Brushing History onto Canvas

UNUM, Autumn 2004.

Michael Shane Neal was “thrilled” to learn that he had received the commission to paint Senator Arthur Vandenberg because it combined his “two greatest interests: history and interpreting people on canvas.” Neal’s feeling about the commission and his approach to developing the Vandenberg portrait are illustrative of the experience of an artist selected to create a work for the Senate’s art collection.

When circumstances permit, Neal, whose other works include a portrait of former Senator J. Bennett Johnston of Louisiana, tries to get to know those he paints. However, he also has proven adept at meeting the challenges inherent in creating a posthumous portrait. In the case of the Vandenberg portrait, Neal’s work began with studying research materials collected by museum Specialist Rich Doerner of the Senate Curator’s Office. This research package included biographical information, photographs, and magazine covers. Neal hung many of these images of Senator Vandenberg in his studio as he worked. He also reviewed Vandenberg’s writings, including a collection of his private papers and two books that the Senator wrote about Alexander Hamilton.

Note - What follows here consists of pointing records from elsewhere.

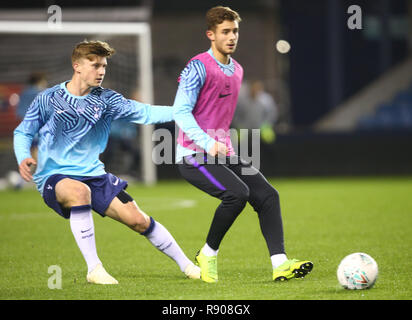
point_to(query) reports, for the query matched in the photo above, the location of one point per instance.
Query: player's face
(92, 72)
(224, 38)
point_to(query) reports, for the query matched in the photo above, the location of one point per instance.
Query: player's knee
(138, 222)
(238, 197)
(81, 192)
(270, 196)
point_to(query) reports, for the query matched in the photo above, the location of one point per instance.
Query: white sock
(161, 238)
(208, 251)
(82, 226)
(278, 259)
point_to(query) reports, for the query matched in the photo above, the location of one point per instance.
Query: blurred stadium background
(344, 96)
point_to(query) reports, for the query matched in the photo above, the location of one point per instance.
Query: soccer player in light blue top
(73, 122)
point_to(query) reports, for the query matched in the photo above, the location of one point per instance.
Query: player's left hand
(26, 168)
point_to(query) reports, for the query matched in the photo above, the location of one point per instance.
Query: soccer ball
(357, 271)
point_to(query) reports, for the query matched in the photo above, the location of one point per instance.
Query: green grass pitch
(324, 220)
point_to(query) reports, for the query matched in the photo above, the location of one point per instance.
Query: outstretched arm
(24, 134)
(138, 112)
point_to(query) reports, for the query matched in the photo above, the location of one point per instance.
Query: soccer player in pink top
(203, 110)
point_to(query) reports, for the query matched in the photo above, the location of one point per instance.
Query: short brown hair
(218, 14)
(91, 49)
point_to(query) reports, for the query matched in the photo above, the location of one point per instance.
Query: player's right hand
(27, 168)
(218, 149)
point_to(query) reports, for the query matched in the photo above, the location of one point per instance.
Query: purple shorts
(103, 190)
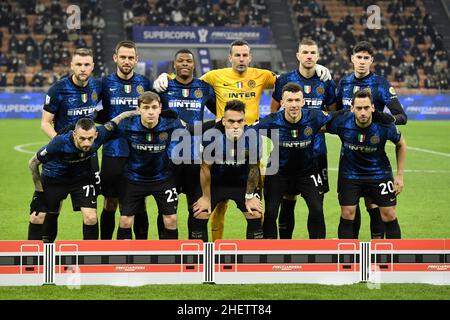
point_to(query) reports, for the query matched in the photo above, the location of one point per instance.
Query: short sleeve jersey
(248, 88)
(363, 155)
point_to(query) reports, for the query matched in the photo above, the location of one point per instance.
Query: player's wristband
(249, 196)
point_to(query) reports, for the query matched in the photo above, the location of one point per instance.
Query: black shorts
(309, 187)
(164, 192)
(188, 180)
(221, 193)
(112, 176)
(82, 192)
(381, 192)
(322, 166)
(96, 174)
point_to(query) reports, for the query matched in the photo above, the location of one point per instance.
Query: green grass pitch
(423, 212)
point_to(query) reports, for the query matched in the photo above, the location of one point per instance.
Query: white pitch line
(411, 171)
(20, 148)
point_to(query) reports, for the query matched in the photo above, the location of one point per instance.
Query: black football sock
(170, 234)
(357, 222)
(90, 232)
(199, 229)
(393, 229)
(160, 225)
(254, 229)
(140, 226)
(50, 228)
(34, 231)
(124, 234)
(286, 220)
(345, 230)
(107, 224)
(316, 225)
(376, 224)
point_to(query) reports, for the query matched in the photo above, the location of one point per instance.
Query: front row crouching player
(149, 170)
(229, 170)
(364, 168)
(67, 169)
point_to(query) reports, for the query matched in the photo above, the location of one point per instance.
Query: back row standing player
(244, 84)
(120, 92)
(187, 96)
(384, 95)
(320, 95)
(72, 97)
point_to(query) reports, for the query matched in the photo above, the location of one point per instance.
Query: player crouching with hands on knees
(67, 169)
(229, 170)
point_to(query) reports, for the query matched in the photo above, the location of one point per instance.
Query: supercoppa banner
(417, 107)
(200, 35)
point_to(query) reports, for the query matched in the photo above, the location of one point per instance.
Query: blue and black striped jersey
(69, 102)
(119, 95)
(363, 155)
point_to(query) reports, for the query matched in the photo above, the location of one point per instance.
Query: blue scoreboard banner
(200, 35)
(418, 107)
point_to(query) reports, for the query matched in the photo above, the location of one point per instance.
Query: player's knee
(37, 219)
(170, 221)
(369, 204)
(290, 197)
(348, 213)
(90, 218)
(111, 204)
(256, 215)
(203, 216)
(221, 208)
(388, 214)
(126, 222)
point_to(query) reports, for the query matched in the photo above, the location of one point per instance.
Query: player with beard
(120, 92)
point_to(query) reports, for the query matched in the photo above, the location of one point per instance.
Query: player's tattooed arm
(120, 117)
(252, 200)
(33, 164)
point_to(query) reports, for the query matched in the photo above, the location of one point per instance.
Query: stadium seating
(410, 54)
(35, 42)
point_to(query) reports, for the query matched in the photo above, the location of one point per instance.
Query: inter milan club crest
(163, 136)
(198, 93)
(374, 139)
(307, 131)
(361, 138)
(307, 89)
(185, 93)
(320, 90)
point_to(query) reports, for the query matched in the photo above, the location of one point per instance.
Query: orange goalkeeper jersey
(248, 87)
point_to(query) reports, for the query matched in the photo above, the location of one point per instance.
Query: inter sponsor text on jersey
(318, 94)
(63, 160)
(69, 102)
(363, 153)
(119, 95)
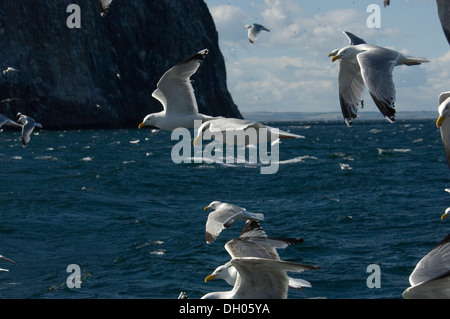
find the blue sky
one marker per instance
(288, 69)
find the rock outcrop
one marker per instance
(102, 74)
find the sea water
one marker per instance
(367, 201)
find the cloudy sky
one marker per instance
(288, 69)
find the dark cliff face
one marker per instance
(102, 75)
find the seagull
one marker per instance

Armed with the impressions generated by his research, Neal began work by preparing a fairly detailed charcoal sketch. As he proceeded to paint in oil, he reached several artistic decisions. For example, he depicted the Senator from a frontal view rather than in profile. In this way, he hoped to convey Vandenberg’s direct, straightforward nature. Neal also sought to paint the Senator with “a look of determination that was serious but not intimidating.”

Some aspects of the creation process were affected by the manner in which the painting would be hung. For example, because the Vandenberg portrait would be installed in one of the Reception Room roundels approximately 15 feet from the floor, Neal approached the painting more like a mural than a conventional easel portrait that would be viewed at eye level. He sought to simplify the painting by using bigger, bolder shapes. Similarly, Neal’s color choices were influenced by the lighting in the Reception Room. He also was cognizant of the art already in the room, using background tones in the Vandenberg portrait that complemented colors used in the adjacent Constantino Brumidi paintings of George Washington, Thomas Jefferson, and Alexander Hamilton.

At times Neal took an unconventional approach to ensuring that his work would show to best advantage. For example, he frequently took the portrait-in-progress to a high-ceilinged room above his studio. There, an assistant would climb a ladder and hold the painting at a height that allowed Neal to see his work from the same perspective as visitors to the Capitol. He also bought a suit of similar vintage and style to the one Vandenberg wears in the portrait. By trying on the suit and then viewing himself in a mirror, Neal was better able to capture the heft and drape of the fabric.

With his work now completed, Neal speaks of “the responsibility of the portrait painter,” stating that his objective is “to create an image that most people think feels like the person being portrayed.” With regard to the portrait of Senator Vandenberg, Neal considers it “a privilege to be included among so many incredible works of art collected by the Senate,” and expresses the hope “that Brumidi would be pleased with my addition to his design and his vision for the Senate Reception Room.”